Socrate démontre, en raillant, à Critobule qu’il est pauvre dans sa richesse, et que lui, Socrate, est riche dans sa pauvreté. Critobule le prie de lui enseigner l’art d’augmenter sa fortune. Socrate répond qu’il ne le connaît pas, mais qu’il lui désignera ceux auprès desquels il peut l’apprendre.

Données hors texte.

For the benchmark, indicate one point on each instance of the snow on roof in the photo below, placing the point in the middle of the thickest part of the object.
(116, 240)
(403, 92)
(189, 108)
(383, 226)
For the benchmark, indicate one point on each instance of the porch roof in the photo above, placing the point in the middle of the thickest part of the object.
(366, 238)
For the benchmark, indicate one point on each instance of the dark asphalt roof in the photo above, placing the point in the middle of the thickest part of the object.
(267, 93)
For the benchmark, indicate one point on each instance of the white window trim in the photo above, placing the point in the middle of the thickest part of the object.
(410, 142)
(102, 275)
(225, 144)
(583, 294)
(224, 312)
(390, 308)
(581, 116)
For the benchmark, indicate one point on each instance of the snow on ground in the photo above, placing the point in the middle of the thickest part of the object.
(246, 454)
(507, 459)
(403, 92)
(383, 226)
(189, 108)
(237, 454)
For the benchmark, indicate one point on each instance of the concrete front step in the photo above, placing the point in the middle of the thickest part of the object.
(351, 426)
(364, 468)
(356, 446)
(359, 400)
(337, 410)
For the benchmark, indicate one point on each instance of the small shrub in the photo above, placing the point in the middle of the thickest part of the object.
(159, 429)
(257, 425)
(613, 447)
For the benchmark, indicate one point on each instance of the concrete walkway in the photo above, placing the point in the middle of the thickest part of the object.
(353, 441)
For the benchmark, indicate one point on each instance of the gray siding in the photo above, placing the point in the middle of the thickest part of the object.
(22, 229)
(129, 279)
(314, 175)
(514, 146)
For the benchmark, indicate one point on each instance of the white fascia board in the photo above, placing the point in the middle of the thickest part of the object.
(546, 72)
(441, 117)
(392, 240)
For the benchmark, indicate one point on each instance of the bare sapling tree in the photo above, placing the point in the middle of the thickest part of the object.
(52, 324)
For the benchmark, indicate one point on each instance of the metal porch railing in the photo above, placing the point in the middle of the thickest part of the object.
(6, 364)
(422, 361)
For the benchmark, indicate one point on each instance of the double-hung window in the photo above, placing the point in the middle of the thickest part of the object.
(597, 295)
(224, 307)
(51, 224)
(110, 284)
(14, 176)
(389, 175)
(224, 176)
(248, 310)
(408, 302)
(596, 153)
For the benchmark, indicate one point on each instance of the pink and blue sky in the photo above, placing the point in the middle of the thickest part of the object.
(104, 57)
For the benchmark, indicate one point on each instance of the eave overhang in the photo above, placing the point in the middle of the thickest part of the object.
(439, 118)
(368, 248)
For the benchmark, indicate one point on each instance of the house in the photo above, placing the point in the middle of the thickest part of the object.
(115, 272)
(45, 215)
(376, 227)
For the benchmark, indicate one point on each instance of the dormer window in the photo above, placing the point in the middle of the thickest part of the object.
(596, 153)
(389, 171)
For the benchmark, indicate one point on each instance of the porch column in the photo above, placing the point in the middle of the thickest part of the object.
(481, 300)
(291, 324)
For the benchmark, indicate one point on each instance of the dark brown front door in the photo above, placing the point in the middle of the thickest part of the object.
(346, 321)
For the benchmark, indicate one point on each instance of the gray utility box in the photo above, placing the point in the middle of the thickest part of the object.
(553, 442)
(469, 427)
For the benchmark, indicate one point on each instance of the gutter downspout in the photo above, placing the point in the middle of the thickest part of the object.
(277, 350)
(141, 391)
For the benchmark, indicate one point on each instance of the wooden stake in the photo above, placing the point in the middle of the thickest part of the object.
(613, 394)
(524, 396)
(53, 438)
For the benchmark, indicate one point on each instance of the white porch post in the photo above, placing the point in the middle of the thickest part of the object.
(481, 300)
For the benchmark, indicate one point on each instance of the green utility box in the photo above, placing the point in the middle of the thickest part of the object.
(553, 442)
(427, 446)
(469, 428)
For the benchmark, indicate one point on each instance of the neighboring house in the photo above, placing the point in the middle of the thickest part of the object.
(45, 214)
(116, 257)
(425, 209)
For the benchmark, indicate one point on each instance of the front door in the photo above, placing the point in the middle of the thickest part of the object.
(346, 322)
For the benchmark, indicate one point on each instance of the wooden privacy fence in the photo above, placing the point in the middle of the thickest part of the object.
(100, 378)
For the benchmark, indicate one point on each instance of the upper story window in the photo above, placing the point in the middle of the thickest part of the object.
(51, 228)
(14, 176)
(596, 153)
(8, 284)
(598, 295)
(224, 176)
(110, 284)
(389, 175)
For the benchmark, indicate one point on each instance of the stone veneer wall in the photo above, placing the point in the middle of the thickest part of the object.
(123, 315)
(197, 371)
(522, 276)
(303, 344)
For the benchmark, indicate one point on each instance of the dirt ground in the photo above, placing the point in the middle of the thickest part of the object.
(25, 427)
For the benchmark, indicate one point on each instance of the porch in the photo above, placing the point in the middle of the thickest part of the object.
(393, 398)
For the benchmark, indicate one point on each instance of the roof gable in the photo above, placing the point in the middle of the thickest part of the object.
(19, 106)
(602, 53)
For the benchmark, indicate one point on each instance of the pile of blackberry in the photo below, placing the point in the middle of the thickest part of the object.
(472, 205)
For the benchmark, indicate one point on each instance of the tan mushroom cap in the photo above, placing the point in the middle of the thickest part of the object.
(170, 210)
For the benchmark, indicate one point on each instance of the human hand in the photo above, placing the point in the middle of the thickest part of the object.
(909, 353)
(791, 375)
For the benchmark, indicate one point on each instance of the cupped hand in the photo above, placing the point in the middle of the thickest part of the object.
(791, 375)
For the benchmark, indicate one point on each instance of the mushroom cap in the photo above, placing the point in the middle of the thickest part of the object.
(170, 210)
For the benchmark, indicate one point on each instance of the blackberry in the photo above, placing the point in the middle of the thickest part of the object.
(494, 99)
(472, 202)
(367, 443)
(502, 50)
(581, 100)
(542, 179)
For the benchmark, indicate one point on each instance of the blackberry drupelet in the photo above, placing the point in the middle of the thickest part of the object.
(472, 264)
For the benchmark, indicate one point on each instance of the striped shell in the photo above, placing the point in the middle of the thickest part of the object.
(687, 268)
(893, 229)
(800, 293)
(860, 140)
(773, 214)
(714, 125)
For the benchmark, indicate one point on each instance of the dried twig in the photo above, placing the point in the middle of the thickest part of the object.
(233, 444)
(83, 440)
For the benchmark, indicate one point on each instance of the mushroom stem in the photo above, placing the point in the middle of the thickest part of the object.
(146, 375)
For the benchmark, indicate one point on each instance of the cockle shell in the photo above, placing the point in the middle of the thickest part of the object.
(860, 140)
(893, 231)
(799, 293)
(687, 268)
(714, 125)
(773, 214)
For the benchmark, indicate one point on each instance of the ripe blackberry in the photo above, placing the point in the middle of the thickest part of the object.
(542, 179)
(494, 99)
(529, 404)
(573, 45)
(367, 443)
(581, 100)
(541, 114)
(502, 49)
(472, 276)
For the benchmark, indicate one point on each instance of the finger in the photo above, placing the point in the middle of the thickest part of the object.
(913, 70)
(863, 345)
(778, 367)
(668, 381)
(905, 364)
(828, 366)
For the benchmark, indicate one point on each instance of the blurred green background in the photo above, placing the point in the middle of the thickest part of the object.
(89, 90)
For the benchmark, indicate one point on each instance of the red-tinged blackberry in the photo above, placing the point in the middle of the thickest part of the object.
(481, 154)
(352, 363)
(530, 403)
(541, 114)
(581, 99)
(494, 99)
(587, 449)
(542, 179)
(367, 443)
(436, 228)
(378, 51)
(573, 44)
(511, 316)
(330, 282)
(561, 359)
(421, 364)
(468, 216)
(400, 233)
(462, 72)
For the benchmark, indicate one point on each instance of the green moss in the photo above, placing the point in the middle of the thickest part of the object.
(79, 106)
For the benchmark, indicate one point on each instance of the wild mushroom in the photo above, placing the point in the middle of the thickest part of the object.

À cela Critobule répondit à peu près ainsi : « Je crois sur tout cela comprendre à merveille ce que je viens de l’entendre dire ; et, quand je m’examine moi-même, il me semble que pour ce qui est de cet esclavage, je suis suffisamment maître de moi ; en sorte que, si tu veux me conseiller ce que j’ai à faire pour augmenter ma maison, je ne pense pas trouver d’obstacles dans ce que tu appelles des maîtresses. Donne-moi donc, en toute confiance, ce que tu as de bons conseils. Crois-tu donc, Socrate, que nous sommes assez riches, et te semble-t-il que nous n’avons plus besoin d’acquérir ? — Si c’est de moi que tu parles, dit Socrate, je ne crois plus avoir besoin d’acquérir, et je me trouve assez riche. Mais toi, Critobule, tu m’as l’air tout à fait pauvre, et, par Jupiter, il y a des instants où j’ai réellement pitié de toi. » Alors Critobule se mettant à rire : « Eh mais, au nom des dieux, quelle somme crois-tu donc, Socrate, que l’on trouverait eu vendant tous mes biens, et quelle en vendant les tiens ? — Moi, je crois, dit Socrate, que, si je tombais sur un bon acquéreur, je trouverais de ma maison et de tous mes biens très-facilement cinq mines[1] ; quant à toi, je sais positivement que tu trouverais de tes biens plus de cent fois la même somme. — Comment ! tu sais cela, et tu crois n’avoir besoin de rien acquérir, et tu as pitié de ma pauvreté ? — Oui, car ce que j’ai suffit à me procurer le nécessaire, tandis que toi, vu le train qui t’environne, et pour soutenir ta réputation, eusses-tu le triple de ce que tu possèdes à présent, il me semble que tu n’aurais point assez. — Pourquoi cela ? dit Critobule. — Parce que d’abord, dit Socrate en s’expliquant, je te vois obligé à de grands et nombreux sacrifices ; autrement ni les dieux ni les hommes ne te seraient favo-

  1. Moins de 500 francs. Cf. Platon, Αpologie de Socrate, chap. xi, et Xénophon, Mém., I, ii.